Thursday, January 9, 2014

Cold Fall

Cold Fall 

Its been almost two weeks now 
but it feels like in that time 
I have been long forgotten. 

I know it hasn't. 

I know those feelings are in there, 
somewhere....
inside the mysterious thing known as a 
"heart" 

I wonder if it would be easier if I had also 
distractions, plans, and groups of people to see, 
like yourself and the adventurous life 
that I can see from my feed. 

But it feels like that you've replaced my role 
(which I also know is untrue) 

I shouldn't wig out 
but I am. 

Why do I have to send the first message 

to old friends who know how far I am. 
How much I miss their friendship. 

Was it all words in the end? 

Was it just a dream to you?
And it was only his kiss that woke you from it? 

That kiss.... 

Something not born of 2014 
but from the damaged anxieties 
that left me broken in the year before. 

Am I akin to Lucifer? 
Falling from heavenly realms
because I chose a different path. 

To be bastardized by comrades 

as a mad devil?

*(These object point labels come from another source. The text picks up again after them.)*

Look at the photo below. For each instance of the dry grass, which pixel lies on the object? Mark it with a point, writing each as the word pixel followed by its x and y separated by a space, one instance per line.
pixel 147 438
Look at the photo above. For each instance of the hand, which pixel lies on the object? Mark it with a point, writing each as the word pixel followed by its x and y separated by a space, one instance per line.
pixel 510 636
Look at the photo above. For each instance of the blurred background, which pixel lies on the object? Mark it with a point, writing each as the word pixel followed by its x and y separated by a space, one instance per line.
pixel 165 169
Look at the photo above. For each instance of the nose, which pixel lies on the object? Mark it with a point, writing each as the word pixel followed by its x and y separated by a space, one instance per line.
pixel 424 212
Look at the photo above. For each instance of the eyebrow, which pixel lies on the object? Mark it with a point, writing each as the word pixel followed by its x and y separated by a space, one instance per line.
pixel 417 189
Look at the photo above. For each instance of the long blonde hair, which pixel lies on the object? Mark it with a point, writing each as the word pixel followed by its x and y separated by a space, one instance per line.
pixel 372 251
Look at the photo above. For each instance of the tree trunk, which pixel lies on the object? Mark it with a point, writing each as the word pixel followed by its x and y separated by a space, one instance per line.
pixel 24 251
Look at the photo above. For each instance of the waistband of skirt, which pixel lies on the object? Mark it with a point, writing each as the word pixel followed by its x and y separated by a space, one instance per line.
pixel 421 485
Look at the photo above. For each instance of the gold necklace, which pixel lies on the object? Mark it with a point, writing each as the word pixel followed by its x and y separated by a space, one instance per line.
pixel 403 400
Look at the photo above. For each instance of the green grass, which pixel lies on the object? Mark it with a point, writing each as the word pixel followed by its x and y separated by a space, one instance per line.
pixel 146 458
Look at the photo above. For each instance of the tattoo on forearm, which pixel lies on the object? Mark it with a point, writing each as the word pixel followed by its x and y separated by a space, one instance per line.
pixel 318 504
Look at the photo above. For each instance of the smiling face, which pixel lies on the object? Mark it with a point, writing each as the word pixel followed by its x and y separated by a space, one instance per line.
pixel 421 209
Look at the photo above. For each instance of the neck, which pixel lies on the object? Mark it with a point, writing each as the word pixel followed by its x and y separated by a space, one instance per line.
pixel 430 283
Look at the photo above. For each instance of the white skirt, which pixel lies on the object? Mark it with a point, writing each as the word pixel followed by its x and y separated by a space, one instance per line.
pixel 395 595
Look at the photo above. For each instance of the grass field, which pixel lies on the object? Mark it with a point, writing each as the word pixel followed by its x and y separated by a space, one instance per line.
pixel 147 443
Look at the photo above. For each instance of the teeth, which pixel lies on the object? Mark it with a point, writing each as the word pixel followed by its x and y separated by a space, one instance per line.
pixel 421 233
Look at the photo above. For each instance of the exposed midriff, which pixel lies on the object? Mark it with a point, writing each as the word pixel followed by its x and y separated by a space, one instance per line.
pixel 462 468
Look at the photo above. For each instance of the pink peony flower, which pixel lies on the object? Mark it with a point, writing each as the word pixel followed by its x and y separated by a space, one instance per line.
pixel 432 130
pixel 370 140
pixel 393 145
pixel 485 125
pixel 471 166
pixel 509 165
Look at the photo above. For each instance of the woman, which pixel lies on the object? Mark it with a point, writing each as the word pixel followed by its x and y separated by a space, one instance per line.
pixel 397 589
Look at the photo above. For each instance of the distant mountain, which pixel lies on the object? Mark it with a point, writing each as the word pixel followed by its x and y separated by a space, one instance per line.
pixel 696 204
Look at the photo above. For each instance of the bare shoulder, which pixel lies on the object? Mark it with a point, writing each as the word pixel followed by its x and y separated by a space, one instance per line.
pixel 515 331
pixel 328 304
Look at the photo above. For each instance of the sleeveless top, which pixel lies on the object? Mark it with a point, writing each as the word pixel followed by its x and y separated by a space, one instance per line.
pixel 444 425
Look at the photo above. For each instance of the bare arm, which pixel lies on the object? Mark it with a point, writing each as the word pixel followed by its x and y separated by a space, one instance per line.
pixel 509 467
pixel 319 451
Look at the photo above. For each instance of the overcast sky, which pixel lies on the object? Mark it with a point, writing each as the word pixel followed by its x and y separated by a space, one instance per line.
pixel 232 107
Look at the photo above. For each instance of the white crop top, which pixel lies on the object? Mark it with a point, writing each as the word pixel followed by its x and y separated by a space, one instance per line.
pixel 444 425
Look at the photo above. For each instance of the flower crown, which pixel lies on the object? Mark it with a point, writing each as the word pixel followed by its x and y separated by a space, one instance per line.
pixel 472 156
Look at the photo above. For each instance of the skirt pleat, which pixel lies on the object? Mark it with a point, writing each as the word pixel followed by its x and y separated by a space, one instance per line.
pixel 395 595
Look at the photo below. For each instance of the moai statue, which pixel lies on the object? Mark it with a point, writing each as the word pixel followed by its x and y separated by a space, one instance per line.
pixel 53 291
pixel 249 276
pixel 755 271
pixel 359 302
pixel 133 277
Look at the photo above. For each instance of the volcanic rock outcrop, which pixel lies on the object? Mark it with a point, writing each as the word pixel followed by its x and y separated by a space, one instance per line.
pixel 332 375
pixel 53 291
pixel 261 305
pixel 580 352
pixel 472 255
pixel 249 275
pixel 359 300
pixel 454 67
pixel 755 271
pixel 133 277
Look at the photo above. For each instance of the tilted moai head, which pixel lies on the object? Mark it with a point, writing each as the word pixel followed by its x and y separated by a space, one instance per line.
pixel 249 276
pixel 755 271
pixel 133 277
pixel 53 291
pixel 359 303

A creature of torment? 
All for trying to go against the socialized truth 
that seems to be all for against honestly 
and hiding behind false gods and angels 
of the pleasures and quick fixes. 

In my free-all from heaven to hell, 
I wish I had my life as a book to read on  
the cold plummet down. 
As the ice winds surround my fallen body 
in a vortex of snow and emotionless wails, 
I so wish I could just turn the pages to the end 
so I know what is coming. 

As a child I always read the last page first, 
knowing that I wouldn't understand unless I read the whole thing 
for it to make perfect sense. 
So I would be okay with the closure 
of closing a book to go for another one. 

I wish I could see the end of all this, 
so I know as my Nan once said, 
"This too shall pass." 
Pass into what? 
Because in a few pages, 
all I know this could leave me cold again.